Silvana Cellucci

La montagna delle storie

Presentazione di Simone Gambacorta

Tabula fati, Chieti, Luglio 2004

 

Presentazione di Simone Gambacorta

     Sarà opportuno avviare questo breve discorso sul romanzo di Silvana Cellucci con l’attenzione necessaria per non rivelare al lettore quel che da solo dovrà scovarvi, liberamente penetrando in pagine dense di impegno e pensiero: se ne porrà quindi in evidenza un aspetto che valga a rappresentarne una coordinata di fondo; un basso continuo, cioè, che pare sempre accompagnare la narrazione, in certo qual modo anche scandendola.
     Diremo subito che questa coordinata è la morte. Sin dalle battute d’avvio, infatti, il lettore scorge tra le righe la sua ombra, la vede assumere forme e contorni differenti, ne indovina le sotterranee movenze, ne avverte la scia. Qualcosa più che un sentore, qualcosa meno che una presenza. In ogni caso una costante della storia, pure per questo pregna d’inquietudine.
     Non è però una morte bergmaniana, per così dire, che si manifesta o meglio ancora si impone nel suo rivelarsi, con un’ineffabile presenza-assenza. Semmai è una morte intravista, colta sull’uscio, appena riconoscibile eppure ricorrente; una morte cangiante, camaleontica, che si nega a una lettura univoca per assumere i toni e i colori delle situazioni ove s’insinua, inafferrabile, libera di percorrere cunicoli occulti, non individuabile, capricciosa perché prossima e distante, subdola perché promiscua nel suo zelo ingordo. Un fiume carsico che affiora in ristagni palustri.
     Non una morte che afferra, ma una morte che sfiora, che plana, pronta a barattare l’apparenza di una fuga con la promessa di un ritorno scaltrito. Come la colpa.
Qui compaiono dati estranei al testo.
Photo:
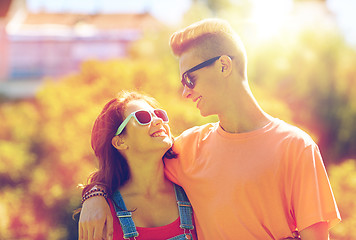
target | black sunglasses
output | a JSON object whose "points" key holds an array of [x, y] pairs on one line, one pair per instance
{"points": [[186, 79]]}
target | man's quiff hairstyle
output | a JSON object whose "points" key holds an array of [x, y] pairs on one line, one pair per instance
{"points": [[210, 38]]}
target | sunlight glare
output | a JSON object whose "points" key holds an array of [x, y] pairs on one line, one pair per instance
{"points": [[270, 16]]}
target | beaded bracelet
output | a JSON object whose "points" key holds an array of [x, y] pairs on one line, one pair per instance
{"points": [[94, 190], [86, 197]]}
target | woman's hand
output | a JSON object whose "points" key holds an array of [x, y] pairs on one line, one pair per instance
{"points": [[94, 217]]}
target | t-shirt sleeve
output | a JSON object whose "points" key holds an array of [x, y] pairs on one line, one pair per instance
{"points": [[312, 197]]}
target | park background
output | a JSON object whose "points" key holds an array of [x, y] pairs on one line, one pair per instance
{"points": [[302, 69]]}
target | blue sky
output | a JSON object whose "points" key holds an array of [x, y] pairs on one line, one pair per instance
{"points": [[171, 11]]}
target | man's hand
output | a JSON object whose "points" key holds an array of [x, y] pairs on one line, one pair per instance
{"points": [[318, 231], [94, 215]]}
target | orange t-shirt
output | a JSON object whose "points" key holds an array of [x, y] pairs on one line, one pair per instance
{"points": [[262, 184]]}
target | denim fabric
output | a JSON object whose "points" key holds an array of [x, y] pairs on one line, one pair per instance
{"points": [[125, 217], [184, 207], [129, 228]]}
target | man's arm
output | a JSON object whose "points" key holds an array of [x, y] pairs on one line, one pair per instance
{"points": [[94, 215], [318, 231]]}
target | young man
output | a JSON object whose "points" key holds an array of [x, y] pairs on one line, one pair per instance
{"points": [[248, 176]]}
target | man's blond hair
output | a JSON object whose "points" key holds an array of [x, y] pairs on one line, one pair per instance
{"points": [[210, 38]]}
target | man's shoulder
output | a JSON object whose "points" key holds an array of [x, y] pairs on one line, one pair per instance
{"points": [[291, 132]]}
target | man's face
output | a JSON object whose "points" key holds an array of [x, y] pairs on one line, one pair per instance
{"points": [[205, 82]]}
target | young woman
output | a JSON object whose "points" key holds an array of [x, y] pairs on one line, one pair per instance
{"points": [[130, 137]]}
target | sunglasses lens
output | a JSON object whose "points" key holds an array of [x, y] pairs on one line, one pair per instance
{"points": [[186, 81], [143, 117], [161, 114]]}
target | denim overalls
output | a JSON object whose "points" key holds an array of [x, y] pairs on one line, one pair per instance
{"points": [[129, 228]]}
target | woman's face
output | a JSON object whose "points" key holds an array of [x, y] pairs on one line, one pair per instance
{"points": [[155, 136]]}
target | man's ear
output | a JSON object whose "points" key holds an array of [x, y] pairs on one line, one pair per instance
{"points": [[226, 65], [119, 143]]}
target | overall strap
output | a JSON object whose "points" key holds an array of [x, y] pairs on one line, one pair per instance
{"points": [[125, 217], [185, 208]]}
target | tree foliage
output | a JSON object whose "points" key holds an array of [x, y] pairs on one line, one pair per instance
{"points": [[45, 141]]}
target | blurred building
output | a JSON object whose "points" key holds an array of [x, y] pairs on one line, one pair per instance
{"points": [[35, 45]]}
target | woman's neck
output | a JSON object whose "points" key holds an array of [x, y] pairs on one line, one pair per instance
{"points": [[147, 176]]}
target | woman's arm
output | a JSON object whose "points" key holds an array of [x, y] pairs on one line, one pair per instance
{"points": [[94, 216], [318, 231]]}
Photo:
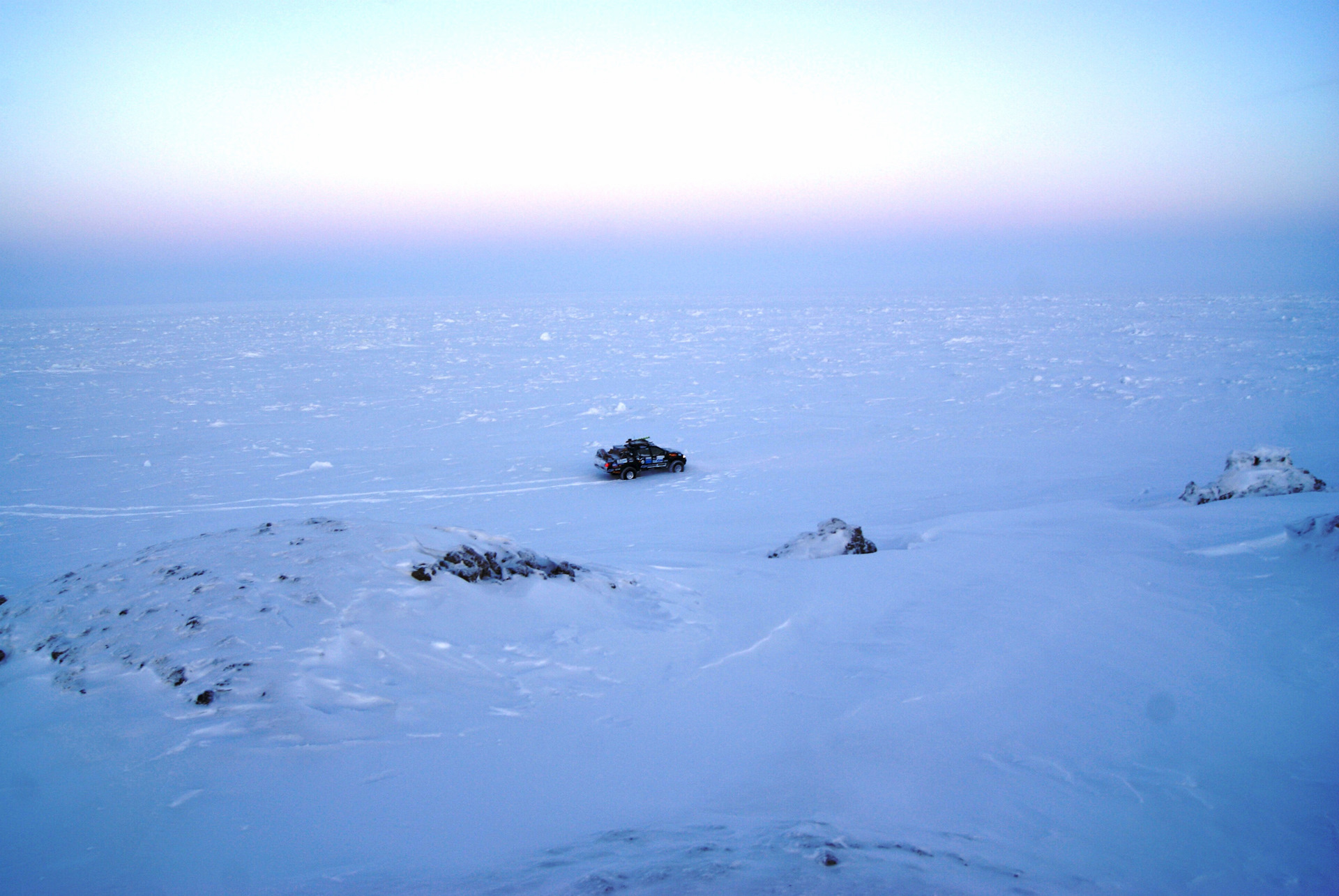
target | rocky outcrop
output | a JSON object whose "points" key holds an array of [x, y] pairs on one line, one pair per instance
{"points": [[831, 540], [1267, 471]]}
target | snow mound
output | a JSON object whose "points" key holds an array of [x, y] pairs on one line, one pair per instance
{"points": [[764, 858], [1267, 471], [474, 556], [832, 539], [1318, 533], [319, 630]]}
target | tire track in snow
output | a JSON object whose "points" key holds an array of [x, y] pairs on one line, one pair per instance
{"points": [[68, 512], [748, 650]]}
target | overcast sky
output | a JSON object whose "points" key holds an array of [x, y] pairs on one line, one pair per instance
{"points": [[262, 138]]}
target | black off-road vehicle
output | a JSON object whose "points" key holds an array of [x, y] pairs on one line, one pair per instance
{"points": [[637, 456]]}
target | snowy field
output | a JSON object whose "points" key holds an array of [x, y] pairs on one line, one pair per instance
{"points": [[1054, 676]]}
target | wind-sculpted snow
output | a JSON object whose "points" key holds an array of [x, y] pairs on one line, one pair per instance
{"points": [[269, 623], [738, 858], [1318, 533], [1052, 667], [1263, 472], [832, 539]]}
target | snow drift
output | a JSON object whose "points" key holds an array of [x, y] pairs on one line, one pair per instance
{"points": [[267, 625], [832, 539], [1267, 471]]}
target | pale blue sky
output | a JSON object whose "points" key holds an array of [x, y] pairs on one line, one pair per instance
{"points": [[239, 128]]}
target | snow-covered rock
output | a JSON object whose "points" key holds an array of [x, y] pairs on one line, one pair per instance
{"points": [[476, 556], [832, 539], [268, 623], [1318, 533], [1266, 471]]}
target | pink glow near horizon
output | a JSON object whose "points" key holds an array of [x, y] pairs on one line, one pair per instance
{"points": [[429, 122]]}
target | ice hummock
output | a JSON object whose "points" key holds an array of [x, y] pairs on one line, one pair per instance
{"points": [[832, 539], [1263, 472]]}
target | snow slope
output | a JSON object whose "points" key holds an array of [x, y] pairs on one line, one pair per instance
{"points": [[1053, 676]]}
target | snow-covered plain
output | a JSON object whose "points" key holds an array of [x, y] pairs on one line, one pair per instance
{"points": [[1053, 676]]}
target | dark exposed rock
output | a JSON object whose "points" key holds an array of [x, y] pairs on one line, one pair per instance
{"points": [[1263, 472], [494, 565], [832, 539], [1317, 533]]}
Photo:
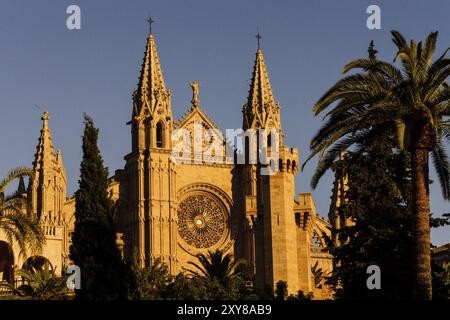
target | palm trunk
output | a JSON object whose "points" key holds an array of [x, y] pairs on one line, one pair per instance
{"points": [[421, 212]]}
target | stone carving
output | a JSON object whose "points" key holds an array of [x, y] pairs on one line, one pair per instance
{"points": [[201, 220]]}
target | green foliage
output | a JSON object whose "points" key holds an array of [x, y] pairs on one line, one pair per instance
{"points": [[18, 226], [318, 275], [217, 265], [103, 274], [281, 290], [381, 231], [151, 282], [441, 281], [40, 285], [216, 278], [281, 293]]}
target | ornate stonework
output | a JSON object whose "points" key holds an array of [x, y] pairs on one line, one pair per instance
{"points": [[202, 221], [174, 211]]}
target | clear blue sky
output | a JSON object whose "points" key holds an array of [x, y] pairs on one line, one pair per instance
{"points": [[94, 70]]}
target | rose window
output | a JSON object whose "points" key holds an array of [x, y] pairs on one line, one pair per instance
{"points": [[201, 220]]}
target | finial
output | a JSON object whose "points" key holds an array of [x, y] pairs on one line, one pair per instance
{"points": [[195, 86], [258, 37], [372, 51], [45, 117], [150, 22]]}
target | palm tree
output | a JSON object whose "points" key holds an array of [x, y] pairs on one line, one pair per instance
{"points": [[413, 102], [40, 284], [217, 265], [16, 225]]}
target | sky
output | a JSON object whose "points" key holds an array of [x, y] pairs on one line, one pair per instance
{"points": [[45, 66]]}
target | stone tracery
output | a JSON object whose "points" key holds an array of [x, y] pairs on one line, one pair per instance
{"points": [[201, 220]]}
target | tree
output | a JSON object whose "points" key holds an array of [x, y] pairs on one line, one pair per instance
{"points": [[94, 250], [377, 203], [414, 101], [18, 225], [217, 265], [151, 282], [223, 275], [40, 285], [281, 292]]}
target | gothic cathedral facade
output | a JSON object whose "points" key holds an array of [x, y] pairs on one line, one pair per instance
{"points": [[173, 211]]}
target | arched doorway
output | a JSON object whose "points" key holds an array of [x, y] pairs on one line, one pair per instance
{"points": [[6, 263], [36, 263]]}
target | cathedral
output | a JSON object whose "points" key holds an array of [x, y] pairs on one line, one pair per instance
{"points": [[175, 210]]}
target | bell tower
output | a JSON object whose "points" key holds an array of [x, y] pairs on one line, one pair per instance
{"points": [[48, 195], [151, 217], [271, 248]]}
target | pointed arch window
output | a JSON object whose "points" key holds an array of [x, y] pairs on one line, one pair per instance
{"points": [[159, 135]]}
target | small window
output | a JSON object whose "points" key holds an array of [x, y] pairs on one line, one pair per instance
{"points": [[298, 221], [159, 135]]}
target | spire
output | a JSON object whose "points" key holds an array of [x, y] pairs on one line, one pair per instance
{"points": [[195, 86], [151, 81], [21, 188], [261, 109], [372, 51], [45, 152]]}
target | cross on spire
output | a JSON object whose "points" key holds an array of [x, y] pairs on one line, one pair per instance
{"points": [[150, 22], [258, 37]]}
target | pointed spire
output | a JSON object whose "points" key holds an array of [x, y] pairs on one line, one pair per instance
{"points": [[372, 51], [261, 105], [195, 101], [59, 158], [45, 152], [151, 80], [21, 188]]}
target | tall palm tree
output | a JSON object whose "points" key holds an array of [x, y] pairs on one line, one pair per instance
{"points": [[413, 102], [40, 285], [19, 226], [217, 265]]}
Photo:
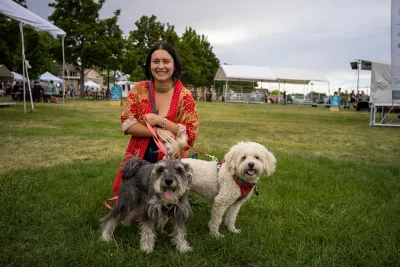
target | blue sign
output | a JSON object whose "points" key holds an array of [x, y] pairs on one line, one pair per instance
{"points": [[116, 93], [335, 101]]}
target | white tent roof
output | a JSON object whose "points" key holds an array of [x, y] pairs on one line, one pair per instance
{"points": [[381, 82], [92, 84], [298, 76], [18, 12], [48, 76], [267, 74], [18, 77], [244, 73]]}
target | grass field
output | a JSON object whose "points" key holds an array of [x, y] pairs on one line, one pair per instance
{"points": [[334, 199]]}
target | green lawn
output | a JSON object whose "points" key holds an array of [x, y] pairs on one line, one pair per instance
{"points": [[334, 199]]}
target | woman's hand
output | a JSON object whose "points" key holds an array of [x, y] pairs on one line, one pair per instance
{"points": [[165, 135], [153, 119]]}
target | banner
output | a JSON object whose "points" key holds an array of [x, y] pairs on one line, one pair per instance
{"points": [[395, 22]]}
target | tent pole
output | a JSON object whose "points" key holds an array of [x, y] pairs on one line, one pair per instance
{"points": [[24, 67], [23, 64], [63, 85]]}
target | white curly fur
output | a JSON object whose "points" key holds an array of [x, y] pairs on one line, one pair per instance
{"points": [[221, 189]]}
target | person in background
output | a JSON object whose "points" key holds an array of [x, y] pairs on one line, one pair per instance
{"points": [[352, 98], [37, 91], [16, 94], [8, 88], [54, 93], [284, 97], [175, 113], [72, 90]]}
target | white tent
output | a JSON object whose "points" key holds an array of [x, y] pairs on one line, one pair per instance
{"points": [[48, 76], [268, 74], [18, 77], [381, 94], [91, 84], [381, 82], [244, 73], [24, 16]]}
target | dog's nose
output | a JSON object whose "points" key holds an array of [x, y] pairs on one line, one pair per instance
{"points": [[168, 181]]}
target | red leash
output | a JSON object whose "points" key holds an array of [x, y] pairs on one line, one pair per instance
{"points": [[158, 142]]}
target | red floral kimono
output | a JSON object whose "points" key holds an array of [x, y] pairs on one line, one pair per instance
{"points": [[181, 111]]}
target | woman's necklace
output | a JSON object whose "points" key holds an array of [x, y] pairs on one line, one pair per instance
{"points": [[163, 89]]}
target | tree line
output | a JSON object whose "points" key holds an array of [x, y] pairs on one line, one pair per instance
{"points": [[91, 41]]}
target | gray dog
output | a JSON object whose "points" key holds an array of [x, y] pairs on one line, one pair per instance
{"points": [[154, 194]]}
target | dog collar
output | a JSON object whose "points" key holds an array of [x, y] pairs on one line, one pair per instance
{"points": [[244, 186], [168, 209]]}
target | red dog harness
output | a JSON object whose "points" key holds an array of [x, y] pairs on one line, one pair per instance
{"points": [[244, 186]]}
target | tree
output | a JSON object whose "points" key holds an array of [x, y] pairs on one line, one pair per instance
{"points": [[139, 42], [199, 62], [86, 43]]}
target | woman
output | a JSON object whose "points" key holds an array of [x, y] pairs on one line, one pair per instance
{"points": [[175, 109], [37, 91], [48, 91]]}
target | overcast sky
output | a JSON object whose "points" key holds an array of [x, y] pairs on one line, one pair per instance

Come la colpa che i personaggi rimproverano a se stessi: “l’amoralità fa più gola di un giusto contegno tedioso e antiquato. Sono il divieto, il proibito che allettano: l’amore a tre è elettrizzante, come l’alcol, la droga, la violenza, il sopruso”. Di più: “siamo tutti marci, Arnar, e nessuno di noi è migliore dell’altro; al contrario, meriteremmo tutti gli abissi dell’inferno”.
     La colpa, appunto. La colpa di non saper essere, di non riuscire ad essere. L’impostura del compromesso quotidiano, la corruzione di una coscienza incapace di autenticità. La colpa del torpore morale, del silenzio morale, del vivere, quindi; di essere uomo, di essere donna, di accettarsi per ciò che si è, quando ciò che si è significa nascondere pustole venefiche ed essere fedeli all’obbligo quotidiano della menzogna. La colpa che suscita la morte e che rende la vita piena di pudori, come un delitto.
     Forse, allora, possiamo azzardare una riflessione, suggerendo che il capestro in cui Silvana Cellucci vede dibattersi persino le possibilità dell’amore oscilli, tutto sommato, tra Sclavi e Buzzati. Amore, si è detto; e a proposito: è un amore emunto di linfe, da tempo stillate in una asfittica ragnatela di geometrie e incastri. Così, come una rampicante rinsecchita, la storia di ciascuno si avviluppa e si contorce, nel collasso della miopia, nello sfaldarsi dell’identità, nello sbilenco e stentato incedere di chi smarrisce il senso di sé e della realtà in cui vive: sicché ci si scopre estranei a se stessi e agli altri ed estranei in se stessi e negli altri, fiaccati da sottrazioni imprevedibili e sord(id)e. Del resto, che “nessuno, per quanto faccia, esce vivo dalla vita”, lo disse già Pomilio.
     Tante sono le strade percorribili per entrare in questo libro di Silvana Cellucci. Che tuttavia, pur coerente col suo discorso, non si nega caute aperture verso un più disteso ottimismo. Non casualmente a fine romanzo. Non casualmente con queste parole: “è sempre l’uomo che gestisce sentimenti ed arte, e se ha la capacità di rendere immortale il marmo, potrà farlo anche con il cuore. Egli è una scintilla del divino, e non è detto che tutti debbano ad ogni costo essere cattivi”.